Saturday, October 6, 2018

Sepeda - Kamisan S04E01




“Saya tidak pernah tahu sejarah mana yang benar dan yang bukan. Yang saya tahu sejarah ditulis para pemenang. Berdebat bukanlah sikap yang tepat. Sebab setiap bagian akan membenarkan diri dan akan menyalahkan yang lain. Yang saya tahu, sesiapa yang berhasil mengarang cerita, ia bukan hanya membohongi diri sendiri tetapi jutaan orang, juga anak-anak yang tidak tahu apa-apa. Semua berhak memutarbalikkan fakta, semua berhak mendapat pengakuan, semua berhak mendapat bela.

Sesiapapun yang membuat sejarah, seharusnya dia tahu, bahwa Tuhannya tidak pernah tidur.”

Dua tahun setelah peristiwa. . .

Entah bagaimana nasibku juga ikut bersama mereka di bui ini. Bui yang setiap orang tidak ingin memasukinya, apalagi sampai mendekam di dalam dan begitu lamanya. Tapi, kini aku ada. Aku ada di bui ini, bersama mereka, menikmati sakit.

Aku ditempatkan di ujung blok. Aku sudah tua, dan mereka tau itu. Tubuhku bukan hanya rapuh, tapi komposisinya sudah tidak sanggup menyangga badanku sendiri. Aku di sandarkan di dinding berwarna putih, yang bahkan beberapa lepasan catnya menempel di tubuh. Mereka tidak peduli bagaimana aku menikmati hari-hari dengan sengatan matahari, dinginnya malam, suara-suara penyiksaan, suara-suara tangisan, suara-suara umpatan.

Aku tidak pernah memilih untuk menjadi seperti ini, atau bahkan paling tidak jangan aku yang harus di sini. Aku tidak suka tempat ini. Aku tidak tahu apa-apa, mengapa mereka memilih aku untuk di sini?

Lalu, lambat laun aku mulai menikmati. . .

Tapi, semua suara dan semua rasa yang awal aku rasakan seperti aku tidak ingin mendapatkannya, kini aku menerimanya. Sebab bagaimanapun, aku tidak bisa pergi begitu saja, di sini ketat penjagaanya, sipir-sipirpun kejam. Aku hanya berharap ada yang membawaku keluar dari bui ini.

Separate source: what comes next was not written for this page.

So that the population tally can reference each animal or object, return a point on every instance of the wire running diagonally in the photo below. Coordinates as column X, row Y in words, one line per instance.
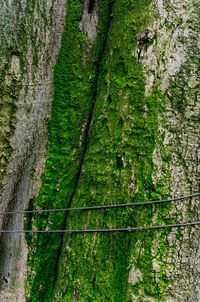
column 103, row 206
column 106, row 230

Aku mulai terbiasa dengan suara tendangan sepatu boot yang menendang dengan empuk ke bagian tubuh penghuni. Suara lemparan piring, suara hujatan “pengkhianat pancasila”, suara hujatan “pengkhianat golongan”, suara orang-orang yang meringis kesakitan ketika tubuhnya di lempar, ketika bagian tubuhnya sengaja diinjak oleh meja.

Pada suatu hari di sebuah malam. . .

Aku tidak tahu mengapa hari ini begitu menjadi sangat damai. Sedari pagi, udara terasa sangat lembut menyentuh tubuh, siang hari tidak begitu menyengat seperti biasanya. Aku menikmati hari ini, bersyukur, karena di tengah tempat penyiksaan seperti ini jarang sekali aku merasakan senyaman ini.

Hingga suatu ketika, ada seseorang yang berani mengayuh pedalku. Seseorang itu kurus, aku tau karena aku tidak begitu merasakan beratnya di atas dudukku. Ia mengayuh dengan sangat cepat sembari membawa kepanikan yang luar biasa. Ya aku merasakan itu, merasakan degup jantungnya, merasakan peluhnya. Ia mengayuh dan terus mengayuh. Aku senang, aku pikir aku akan bebas dari tempat ini. Dan aku berteriak.

Tidak akan ada sejarah yang mencatatku sebagai sepeda tua yang tidak tahu apa-apa tapi ikut dipenjara dalam bui, dijemur di siang hari, dan akan merasakan dingin di malam hari. Pada malam aku di bawa kabur seorang tahanan, aku pikir aku akan dibawanya, merasakan bebasnya, dan menjadi normal seutuhnya. Tapi kenyataan berkata lain. Jejak tahanan ini diketahui oleh sipir yang-menurutku-sama-tidak-manusiawinya. Berawal sebuah tembakan mengenai rodaku, aku terjatuh, aku tak mampu menopangnya. Tahanan itu jatuh, ia kemudian lari masuk ke hutan. Nasibku sangat tidak bagus, aku kemudian dilindas oleh kendaraan yang jauh lebih kuat, dan juga beberapa. Aku kemudian terbagi menjadi beberapa bagian, tubuhku hancur. Aku dibiarkan.

Dan sekali lagi, sesiapapun mereka yang membuat sejarah, seharusnya mereka tahu, bahwa Tuhan tidak pernah tidur.